Online: 01.08.2017 - ePaper: 02.08.2017

Überall stehen berechtigte Interessen gegeneinander

Betrifft: Berichterstattung der EJZ über den Bau von Windkraftanlagen

Zwischen Sentiment und Geldgier fällt die Vernunft durch. In Leserbriefen wird derzeit in der EJZ gegen Windkraftanlagen zu Felde gezogen. Das unterstellte und vermutlich nicht völlig abwegige Motiv der Windanlagen-Bauer: Geldgier. Auf der anderen Seite das völlige Mitgefühl für die geschundene Kreatur in Luft, Feld und Wald. Allerdings dies mit Tunnelblick. Geräusch, Infraschall, Rotorschlag und Schattenwurf schaden Vögeln und anderen Tieren - nicht zuletzt auch dem Menschen. Das sind Tatsachen, mit denen man sich auseinandersetzen muss. Allerdings wird der Schaden, den Kohlekraftwerke, Wasserkraftwerke, Gaskraftwerke und Atommeiler anrichten, ausgeklammert.

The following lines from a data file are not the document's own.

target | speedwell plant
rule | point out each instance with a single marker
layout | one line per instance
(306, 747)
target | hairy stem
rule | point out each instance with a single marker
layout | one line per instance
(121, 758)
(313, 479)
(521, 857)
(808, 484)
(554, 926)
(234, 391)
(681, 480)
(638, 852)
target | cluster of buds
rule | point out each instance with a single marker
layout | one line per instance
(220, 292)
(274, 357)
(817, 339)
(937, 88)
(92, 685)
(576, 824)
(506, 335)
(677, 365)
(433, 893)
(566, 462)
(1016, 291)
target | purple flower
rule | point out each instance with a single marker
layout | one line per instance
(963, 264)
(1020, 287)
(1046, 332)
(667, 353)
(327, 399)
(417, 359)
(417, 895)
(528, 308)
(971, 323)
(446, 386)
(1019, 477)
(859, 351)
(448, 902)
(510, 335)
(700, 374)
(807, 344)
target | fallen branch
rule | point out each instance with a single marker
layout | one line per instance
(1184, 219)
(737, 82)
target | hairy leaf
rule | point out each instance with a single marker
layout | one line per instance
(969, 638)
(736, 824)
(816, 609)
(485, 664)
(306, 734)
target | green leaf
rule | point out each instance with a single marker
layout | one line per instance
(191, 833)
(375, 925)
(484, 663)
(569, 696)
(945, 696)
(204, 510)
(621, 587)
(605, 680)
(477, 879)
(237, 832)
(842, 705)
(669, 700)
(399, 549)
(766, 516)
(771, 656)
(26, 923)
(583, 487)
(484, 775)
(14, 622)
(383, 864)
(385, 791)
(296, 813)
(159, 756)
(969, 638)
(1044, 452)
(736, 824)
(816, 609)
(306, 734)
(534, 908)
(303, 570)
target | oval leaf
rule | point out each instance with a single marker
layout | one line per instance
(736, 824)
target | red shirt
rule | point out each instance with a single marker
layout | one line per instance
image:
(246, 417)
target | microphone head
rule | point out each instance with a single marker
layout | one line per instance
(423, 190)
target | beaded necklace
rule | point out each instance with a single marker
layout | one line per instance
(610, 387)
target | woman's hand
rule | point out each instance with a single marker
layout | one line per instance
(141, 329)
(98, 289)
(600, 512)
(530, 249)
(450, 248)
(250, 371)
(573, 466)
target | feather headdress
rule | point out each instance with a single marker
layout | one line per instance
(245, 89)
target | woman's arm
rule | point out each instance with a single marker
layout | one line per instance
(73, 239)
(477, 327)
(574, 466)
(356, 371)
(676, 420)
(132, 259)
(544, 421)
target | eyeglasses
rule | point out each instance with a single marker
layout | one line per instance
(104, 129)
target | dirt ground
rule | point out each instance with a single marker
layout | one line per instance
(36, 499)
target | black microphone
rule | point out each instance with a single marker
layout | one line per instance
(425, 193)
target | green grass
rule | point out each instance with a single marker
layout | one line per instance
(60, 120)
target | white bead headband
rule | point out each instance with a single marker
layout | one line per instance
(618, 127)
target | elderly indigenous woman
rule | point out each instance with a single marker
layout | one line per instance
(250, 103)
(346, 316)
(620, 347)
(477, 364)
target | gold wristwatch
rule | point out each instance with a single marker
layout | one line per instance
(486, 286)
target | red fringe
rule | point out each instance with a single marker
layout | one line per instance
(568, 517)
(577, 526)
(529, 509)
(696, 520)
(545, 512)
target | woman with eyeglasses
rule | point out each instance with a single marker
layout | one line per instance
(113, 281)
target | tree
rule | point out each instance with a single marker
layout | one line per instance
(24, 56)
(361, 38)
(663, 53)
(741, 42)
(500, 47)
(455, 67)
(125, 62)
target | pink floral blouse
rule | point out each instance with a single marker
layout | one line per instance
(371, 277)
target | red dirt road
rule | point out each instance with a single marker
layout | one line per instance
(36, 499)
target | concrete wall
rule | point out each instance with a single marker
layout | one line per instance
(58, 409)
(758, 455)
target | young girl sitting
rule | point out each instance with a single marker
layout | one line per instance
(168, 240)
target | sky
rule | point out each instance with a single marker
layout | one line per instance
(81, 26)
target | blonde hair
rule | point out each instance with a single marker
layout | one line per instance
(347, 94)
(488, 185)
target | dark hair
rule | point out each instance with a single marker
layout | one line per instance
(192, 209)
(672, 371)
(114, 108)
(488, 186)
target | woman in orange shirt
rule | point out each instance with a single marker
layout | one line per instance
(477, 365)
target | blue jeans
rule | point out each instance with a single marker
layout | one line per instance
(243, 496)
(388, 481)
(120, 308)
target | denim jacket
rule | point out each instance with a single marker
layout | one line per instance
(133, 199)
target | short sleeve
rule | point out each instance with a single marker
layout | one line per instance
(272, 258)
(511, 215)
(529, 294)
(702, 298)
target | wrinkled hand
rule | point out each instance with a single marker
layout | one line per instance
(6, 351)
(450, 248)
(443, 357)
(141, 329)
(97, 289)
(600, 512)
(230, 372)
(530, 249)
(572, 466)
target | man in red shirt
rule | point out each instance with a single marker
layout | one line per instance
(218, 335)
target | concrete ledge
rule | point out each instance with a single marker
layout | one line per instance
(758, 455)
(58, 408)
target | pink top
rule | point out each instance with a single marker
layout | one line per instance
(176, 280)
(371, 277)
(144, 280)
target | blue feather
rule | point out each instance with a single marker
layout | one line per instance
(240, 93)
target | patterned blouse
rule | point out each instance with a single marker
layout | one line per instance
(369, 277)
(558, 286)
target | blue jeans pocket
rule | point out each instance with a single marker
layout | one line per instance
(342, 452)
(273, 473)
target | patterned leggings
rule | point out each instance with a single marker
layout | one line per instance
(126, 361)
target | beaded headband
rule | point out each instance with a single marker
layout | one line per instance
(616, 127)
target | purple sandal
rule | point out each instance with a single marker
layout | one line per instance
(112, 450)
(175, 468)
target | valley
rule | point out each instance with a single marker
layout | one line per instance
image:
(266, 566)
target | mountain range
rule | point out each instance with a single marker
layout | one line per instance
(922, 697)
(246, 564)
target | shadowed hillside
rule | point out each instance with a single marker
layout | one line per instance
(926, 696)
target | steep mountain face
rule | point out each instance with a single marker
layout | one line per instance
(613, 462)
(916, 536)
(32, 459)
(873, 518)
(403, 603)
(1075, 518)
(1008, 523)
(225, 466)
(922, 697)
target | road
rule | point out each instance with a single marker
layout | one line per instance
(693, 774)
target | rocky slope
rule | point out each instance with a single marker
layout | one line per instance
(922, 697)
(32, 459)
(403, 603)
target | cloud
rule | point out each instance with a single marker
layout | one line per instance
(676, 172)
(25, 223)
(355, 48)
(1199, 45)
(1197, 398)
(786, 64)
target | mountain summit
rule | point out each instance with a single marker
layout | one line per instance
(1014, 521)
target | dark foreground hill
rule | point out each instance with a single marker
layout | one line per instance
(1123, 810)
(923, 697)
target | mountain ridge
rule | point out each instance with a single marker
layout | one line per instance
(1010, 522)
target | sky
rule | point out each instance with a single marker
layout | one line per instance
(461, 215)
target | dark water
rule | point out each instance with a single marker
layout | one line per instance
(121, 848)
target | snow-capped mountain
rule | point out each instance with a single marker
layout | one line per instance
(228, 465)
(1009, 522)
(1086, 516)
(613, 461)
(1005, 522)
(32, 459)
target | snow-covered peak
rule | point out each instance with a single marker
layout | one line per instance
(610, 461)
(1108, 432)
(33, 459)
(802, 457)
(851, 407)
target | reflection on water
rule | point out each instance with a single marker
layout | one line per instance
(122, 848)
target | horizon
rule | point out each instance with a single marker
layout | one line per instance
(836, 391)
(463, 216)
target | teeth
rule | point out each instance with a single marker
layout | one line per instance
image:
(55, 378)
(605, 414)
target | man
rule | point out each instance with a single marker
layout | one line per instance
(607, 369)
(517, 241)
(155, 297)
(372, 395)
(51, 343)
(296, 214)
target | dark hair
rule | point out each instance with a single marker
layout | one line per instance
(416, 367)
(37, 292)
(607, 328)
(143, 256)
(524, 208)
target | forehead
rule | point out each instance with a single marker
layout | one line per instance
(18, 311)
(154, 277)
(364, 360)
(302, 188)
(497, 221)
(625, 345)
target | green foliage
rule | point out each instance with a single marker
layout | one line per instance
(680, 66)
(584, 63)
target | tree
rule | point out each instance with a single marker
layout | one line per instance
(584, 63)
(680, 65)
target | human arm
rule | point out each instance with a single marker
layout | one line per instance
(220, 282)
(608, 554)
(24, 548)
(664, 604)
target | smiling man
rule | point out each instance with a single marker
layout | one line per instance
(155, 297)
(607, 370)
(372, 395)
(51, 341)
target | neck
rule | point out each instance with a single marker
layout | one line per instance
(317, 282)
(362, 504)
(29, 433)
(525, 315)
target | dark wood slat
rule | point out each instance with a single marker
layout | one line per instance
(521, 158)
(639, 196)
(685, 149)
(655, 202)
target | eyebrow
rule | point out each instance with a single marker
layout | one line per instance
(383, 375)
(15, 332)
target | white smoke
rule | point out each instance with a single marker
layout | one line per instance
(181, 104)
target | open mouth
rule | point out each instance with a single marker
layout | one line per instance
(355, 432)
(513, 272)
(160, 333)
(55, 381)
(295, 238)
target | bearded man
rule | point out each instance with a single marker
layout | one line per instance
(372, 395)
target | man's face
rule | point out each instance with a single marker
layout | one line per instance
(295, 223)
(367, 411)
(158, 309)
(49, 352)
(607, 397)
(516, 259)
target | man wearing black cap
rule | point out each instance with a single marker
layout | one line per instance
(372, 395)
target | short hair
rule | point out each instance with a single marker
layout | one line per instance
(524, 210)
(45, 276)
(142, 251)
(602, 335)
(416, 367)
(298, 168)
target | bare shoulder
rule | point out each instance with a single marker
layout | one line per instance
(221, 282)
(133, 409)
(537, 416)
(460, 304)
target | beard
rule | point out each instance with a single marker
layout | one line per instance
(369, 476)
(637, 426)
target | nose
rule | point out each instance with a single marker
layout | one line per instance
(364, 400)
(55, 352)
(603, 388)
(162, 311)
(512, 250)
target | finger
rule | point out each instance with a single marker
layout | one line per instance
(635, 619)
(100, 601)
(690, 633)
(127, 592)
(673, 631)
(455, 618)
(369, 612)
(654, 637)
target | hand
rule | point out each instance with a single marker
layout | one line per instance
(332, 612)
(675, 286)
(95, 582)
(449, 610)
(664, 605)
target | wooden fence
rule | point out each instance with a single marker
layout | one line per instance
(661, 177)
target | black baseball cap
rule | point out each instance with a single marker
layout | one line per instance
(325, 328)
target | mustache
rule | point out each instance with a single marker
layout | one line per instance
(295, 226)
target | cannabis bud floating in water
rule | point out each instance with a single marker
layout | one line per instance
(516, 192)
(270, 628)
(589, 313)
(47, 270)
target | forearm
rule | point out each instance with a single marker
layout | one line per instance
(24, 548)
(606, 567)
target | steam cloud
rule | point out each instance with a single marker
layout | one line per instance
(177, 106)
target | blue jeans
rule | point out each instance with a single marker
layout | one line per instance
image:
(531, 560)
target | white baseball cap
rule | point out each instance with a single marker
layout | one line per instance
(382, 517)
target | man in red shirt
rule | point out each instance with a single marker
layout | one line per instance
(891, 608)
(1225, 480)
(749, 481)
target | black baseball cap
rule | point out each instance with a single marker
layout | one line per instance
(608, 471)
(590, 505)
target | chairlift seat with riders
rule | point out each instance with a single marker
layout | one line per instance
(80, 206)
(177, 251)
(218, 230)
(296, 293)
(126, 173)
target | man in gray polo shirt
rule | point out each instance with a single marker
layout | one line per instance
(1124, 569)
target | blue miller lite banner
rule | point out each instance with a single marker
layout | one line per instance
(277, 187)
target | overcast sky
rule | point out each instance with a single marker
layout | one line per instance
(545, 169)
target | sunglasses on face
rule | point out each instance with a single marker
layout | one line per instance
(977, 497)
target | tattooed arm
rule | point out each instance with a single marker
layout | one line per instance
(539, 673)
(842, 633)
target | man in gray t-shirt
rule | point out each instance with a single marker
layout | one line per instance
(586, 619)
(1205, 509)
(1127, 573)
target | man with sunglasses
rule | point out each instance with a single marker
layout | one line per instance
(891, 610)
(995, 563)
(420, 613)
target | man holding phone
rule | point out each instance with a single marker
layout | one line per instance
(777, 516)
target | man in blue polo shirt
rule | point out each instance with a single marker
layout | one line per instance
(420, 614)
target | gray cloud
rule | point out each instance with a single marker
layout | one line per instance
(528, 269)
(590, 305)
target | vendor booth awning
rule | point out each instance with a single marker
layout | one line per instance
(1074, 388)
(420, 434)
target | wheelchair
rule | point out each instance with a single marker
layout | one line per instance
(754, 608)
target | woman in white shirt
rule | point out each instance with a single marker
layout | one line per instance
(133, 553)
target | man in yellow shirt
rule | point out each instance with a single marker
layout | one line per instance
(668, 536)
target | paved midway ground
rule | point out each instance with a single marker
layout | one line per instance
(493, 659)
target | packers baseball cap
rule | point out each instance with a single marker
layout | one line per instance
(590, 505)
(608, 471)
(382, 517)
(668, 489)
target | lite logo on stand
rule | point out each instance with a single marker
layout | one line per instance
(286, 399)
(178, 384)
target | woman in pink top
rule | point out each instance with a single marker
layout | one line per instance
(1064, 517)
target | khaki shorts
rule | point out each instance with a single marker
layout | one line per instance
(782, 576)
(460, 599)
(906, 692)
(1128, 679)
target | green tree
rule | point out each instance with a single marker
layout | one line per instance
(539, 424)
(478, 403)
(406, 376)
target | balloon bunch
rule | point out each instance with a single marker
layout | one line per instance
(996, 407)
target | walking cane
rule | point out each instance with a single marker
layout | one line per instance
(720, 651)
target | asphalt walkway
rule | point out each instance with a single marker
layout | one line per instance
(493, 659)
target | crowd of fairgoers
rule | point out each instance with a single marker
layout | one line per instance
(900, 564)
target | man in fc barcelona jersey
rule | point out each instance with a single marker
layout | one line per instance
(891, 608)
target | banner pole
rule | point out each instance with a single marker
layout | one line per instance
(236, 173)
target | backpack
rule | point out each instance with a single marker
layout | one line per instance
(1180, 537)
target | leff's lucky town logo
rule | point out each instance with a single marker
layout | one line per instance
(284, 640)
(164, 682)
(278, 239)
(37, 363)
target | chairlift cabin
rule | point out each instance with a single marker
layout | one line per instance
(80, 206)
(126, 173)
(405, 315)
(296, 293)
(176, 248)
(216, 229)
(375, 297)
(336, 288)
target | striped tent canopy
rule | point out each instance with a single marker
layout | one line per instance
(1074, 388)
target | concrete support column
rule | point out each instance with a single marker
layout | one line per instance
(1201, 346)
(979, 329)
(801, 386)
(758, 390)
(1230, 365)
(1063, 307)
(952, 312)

Der Grund, warum all diese Anlagen entstehen, ist Profit. Profit wird da möglich, wo es einen Bedarf nach dem erzeugten Produkt Energie (in elektrischer Form) gibt. Wir alle verbrauchen diese Energie. Ohne sie wären die Wirtschaft und unsere Lebensweise binnen weniger Tage am Ende.

Die Pioniere der Wind- und anderer erneuerbarer Energiegewinnung wollten dezentrale Erzeugung (keine Stromautobahnen). Und schon bevor das erste 80-m-Windrad in Betrieb war, warnten sie vor dem "Growian" (größte Windkraftanlage aller Zeiten - in ironischer Anlehnung an den "Gröfaz", den größten Führer aller Zeiten, Adolf). Diese Gutmenschen, zu denen ich mich auch gelegentlich zähle, vergessen immer, dass sich im Kapitalismus nur das durchsetzt, das Profit bringt - ohne Rücksicht auf alle anderen Aspekte. Die naive Sicht und das Profitstreben sind sich ähnlich - sie schließen den Rest der Realität aus, konzentrieren sich nur auf das Eine: ihr Anliegen. Und das führt dazu, dass sich in der Regel der Mächtigere durchsetzt - nicht das Vernünftige.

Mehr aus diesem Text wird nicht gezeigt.